It's still not clear what happens next for Howard Present
, the co-founder and former chief of F-Squared
As previously reported
, on Friday in federal court, a jury found Present liable on all counts in the SEC's
securities fraud case against him. There has been no word yet on any punishment associated with the case or on the possibility of appeal, and the SEC has so far been completely mum about the result beyond issuing a short statement on Friday night.
"While Mr. Present was surprised and clearly disappointed with the verdict, it is premature to determine if he will pursue an appeal," a spokeswoman for Hogan Lovells
, the law firm representing Present, tells MFWire
. "Mr. Present is also pleased that after several years, the facts of the case are now part of the public record. One such fact is that no investors suffered any losses from his, or his firm's, conduct."

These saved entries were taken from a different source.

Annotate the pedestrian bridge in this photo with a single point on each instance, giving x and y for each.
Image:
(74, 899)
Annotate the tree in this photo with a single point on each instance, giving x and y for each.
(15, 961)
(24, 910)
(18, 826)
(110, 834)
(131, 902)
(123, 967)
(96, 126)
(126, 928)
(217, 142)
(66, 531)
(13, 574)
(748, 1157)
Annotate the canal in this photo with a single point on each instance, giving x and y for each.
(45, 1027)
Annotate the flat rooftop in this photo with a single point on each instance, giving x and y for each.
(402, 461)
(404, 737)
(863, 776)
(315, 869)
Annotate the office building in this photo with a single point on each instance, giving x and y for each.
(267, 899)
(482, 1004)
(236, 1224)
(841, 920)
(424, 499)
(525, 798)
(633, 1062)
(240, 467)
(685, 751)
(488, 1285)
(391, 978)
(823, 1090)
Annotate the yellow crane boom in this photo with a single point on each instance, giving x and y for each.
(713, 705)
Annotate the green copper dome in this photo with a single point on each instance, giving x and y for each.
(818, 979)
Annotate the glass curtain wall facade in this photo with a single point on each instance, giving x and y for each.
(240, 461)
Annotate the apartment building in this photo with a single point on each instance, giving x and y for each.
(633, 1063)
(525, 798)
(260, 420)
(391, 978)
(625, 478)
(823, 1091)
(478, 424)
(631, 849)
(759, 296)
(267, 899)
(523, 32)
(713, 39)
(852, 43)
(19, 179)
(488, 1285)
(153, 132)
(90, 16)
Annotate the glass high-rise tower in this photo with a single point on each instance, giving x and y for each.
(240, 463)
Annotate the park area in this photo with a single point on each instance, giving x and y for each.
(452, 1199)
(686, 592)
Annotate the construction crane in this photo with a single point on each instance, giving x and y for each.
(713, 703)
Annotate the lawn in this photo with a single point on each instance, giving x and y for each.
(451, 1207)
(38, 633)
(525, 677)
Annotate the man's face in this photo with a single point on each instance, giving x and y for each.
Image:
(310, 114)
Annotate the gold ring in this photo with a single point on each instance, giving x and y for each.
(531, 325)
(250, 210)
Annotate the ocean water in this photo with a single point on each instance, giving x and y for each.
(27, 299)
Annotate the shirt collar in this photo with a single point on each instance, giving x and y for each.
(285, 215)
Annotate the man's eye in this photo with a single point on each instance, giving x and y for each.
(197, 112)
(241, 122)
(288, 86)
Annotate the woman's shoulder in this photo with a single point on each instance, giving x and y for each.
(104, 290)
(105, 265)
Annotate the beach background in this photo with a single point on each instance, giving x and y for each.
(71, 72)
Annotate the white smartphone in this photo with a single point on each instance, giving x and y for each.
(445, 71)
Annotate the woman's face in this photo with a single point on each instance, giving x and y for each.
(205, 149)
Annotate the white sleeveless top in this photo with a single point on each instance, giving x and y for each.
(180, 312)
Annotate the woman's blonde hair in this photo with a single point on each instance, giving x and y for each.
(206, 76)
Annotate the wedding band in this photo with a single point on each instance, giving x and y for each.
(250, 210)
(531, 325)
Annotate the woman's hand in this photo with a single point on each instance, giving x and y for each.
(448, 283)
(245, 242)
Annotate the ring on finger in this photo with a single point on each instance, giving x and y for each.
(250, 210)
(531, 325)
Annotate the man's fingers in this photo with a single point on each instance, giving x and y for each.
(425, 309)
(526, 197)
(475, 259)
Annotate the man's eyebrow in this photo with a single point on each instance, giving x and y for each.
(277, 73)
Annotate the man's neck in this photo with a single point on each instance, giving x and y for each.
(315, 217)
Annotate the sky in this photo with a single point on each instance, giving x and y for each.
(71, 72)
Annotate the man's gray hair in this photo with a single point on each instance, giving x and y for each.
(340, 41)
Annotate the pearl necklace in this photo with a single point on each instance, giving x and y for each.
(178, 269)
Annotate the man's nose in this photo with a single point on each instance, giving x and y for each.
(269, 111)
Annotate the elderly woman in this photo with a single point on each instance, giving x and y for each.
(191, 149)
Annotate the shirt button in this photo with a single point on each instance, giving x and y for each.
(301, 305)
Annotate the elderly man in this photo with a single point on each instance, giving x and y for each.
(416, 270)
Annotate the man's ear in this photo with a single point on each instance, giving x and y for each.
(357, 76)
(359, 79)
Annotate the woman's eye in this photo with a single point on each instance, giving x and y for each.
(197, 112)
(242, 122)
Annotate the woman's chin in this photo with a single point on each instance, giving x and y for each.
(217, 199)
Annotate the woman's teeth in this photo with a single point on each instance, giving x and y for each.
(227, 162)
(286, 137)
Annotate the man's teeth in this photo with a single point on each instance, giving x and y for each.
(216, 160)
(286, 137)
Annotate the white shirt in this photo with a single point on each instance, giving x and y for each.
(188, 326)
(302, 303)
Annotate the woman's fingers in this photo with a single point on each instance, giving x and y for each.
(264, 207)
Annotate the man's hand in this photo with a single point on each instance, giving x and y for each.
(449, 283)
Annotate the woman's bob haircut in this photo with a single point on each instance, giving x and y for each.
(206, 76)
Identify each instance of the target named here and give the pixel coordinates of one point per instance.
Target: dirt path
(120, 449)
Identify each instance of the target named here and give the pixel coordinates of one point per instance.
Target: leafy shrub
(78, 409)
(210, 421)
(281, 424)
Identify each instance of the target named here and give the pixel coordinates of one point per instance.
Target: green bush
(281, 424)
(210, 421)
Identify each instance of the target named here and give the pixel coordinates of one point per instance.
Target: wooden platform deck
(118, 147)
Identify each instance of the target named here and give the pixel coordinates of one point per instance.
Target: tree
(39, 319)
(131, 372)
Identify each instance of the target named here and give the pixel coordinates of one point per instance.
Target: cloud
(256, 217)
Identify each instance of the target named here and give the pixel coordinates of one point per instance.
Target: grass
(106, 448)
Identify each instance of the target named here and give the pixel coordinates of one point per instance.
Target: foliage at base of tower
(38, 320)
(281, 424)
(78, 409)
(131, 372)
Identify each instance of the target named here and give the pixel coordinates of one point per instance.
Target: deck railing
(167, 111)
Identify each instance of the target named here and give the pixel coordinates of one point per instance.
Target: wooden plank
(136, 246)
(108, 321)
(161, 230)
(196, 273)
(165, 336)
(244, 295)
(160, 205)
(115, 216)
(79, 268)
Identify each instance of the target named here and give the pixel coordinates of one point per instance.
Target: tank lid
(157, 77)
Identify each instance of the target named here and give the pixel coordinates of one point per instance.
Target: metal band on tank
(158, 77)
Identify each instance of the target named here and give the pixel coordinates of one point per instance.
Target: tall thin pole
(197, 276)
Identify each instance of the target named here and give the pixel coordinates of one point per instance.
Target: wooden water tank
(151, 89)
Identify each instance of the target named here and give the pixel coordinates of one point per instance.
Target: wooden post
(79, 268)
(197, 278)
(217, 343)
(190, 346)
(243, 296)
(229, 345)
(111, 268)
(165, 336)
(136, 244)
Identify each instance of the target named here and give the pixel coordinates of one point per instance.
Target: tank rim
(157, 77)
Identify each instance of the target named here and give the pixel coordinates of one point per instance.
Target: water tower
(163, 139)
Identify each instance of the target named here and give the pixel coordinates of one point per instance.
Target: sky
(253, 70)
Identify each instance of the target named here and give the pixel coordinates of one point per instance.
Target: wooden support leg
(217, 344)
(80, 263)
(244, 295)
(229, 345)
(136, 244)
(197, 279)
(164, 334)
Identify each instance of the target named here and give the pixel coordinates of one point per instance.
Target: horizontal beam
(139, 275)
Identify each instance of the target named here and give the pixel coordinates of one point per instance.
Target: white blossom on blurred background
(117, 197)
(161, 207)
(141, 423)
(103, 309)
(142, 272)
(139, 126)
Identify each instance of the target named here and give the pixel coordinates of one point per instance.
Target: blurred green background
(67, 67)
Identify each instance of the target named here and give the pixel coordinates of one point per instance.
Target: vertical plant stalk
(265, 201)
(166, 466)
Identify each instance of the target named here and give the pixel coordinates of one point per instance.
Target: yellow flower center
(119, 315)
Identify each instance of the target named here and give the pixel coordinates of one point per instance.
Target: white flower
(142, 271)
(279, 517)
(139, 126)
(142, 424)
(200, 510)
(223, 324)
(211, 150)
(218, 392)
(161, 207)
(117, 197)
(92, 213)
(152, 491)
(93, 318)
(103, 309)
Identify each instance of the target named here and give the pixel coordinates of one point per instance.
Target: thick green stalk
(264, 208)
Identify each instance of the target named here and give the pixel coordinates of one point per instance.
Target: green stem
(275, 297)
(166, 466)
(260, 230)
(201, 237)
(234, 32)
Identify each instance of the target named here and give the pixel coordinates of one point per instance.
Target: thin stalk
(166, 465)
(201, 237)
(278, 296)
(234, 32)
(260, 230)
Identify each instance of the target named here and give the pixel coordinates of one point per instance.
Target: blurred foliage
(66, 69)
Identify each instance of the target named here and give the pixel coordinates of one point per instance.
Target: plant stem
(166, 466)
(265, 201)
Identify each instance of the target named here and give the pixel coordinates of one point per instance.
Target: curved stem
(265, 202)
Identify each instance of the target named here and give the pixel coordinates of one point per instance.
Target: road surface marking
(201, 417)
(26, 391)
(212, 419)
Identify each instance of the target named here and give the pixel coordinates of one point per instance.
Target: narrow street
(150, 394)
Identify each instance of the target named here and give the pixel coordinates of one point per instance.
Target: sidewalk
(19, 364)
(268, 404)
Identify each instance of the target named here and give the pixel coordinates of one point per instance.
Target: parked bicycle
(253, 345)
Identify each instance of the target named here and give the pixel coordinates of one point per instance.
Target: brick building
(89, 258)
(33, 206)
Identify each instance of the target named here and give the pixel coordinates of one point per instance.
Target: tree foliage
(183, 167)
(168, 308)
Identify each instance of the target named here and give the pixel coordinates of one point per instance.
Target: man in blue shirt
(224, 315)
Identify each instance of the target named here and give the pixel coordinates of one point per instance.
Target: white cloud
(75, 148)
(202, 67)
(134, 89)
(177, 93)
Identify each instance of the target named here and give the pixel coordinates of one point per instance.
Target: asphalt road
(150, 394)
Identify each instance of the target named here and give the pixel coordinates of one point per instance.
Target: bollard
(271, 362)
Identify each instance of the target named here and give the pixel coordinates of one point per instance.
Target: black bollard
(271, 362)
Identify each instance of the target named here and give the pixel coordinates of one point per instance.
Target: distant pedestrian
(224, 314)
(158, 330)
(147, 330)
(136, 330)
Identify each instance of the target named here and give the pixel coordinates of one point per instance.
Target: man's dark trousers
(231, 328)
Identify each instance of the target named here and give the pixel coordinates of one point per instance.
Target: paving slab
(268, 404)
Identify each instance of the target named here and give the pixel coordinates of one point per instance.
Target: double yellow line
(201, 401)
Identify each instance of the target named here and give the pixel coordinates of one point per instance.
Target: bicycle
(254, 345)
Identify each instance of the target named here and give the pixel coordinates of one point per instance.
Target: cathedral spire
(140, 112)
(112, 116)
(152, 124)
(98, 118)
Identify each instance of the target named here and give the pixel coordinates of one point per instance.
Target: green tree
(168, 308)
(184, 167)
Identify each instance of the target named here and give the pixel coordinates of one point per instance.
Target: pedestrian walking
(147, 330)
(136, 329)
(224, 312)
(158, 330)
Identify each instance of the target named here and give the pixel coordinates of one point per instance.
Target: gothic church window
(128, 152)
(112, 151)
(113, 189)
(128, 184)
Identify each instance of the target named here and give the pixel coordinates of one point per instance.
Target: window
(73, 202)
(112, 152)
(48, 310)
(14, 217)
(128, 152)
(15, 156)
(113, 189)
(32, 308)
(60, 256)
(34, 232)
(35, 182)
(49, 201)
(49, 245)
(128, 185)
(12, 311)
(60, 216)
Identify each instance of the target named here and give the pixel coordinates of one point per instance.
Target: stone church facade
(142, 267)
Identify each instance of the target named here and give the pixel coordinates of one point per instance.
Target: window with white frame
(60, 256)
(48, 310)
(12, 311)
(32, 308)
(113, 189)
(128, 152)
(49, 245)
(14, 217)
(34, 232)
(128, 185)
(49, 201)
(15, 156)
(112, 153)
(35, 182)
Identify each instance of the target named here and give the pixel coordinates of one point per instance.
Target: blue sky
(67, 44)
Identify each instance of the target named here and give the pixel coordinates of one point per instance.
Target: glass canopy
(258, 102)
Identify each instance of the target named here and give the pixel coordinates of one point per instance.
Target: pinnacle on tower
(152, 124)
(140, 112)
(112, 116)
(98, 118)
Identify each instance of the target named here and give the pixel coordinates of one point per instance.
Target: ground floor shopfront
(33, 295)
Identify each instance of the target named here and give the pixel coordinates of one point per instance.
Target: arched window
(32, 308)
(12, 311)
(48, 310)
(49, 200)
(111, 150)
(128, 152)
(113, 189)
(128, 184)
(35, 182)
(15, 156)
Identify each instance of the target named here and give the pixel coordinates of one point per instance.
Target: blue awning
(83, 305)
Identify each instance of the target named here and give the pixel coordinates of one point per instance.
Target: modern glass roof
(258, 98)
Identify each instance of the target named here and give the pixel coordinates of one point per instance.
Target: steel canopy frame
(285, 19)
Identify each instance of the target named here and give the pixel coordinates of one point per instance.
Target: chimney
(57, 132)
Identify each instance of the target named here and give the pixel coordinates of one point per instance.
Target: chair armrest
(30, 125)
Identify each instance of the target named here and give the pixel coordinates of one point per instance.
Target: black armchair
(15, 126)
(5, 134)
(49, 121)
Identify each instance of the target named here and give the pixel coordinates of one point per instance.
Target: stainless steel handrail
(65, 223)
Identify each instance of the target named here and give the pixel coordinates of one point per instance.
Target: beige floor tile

Indeed, the public side of the F-Squared performance reporting scandal goes back about three years, while the performance reporting in question covers the years from 2008 to 2014. F-Squared's post-scandal fall from grace was dramatic — Present was replaced as CEO, and within a year of the revelations coming to light F-Squared's AUM had evaporated and one of its competitors was buying F-Squared's business assets out of bankruptcy. Yet the scandal and the SEC's case is about two levels of performance reporting problems (treating back-tested performance as live performance, and then inflating that back-tested performance), not about what F-Squared did with investors' money.
Back in 2014, F-Squared ended up settling with the SEC for $35 million. Yet Present himself wouldn't settle and insisted on a jury trial instead.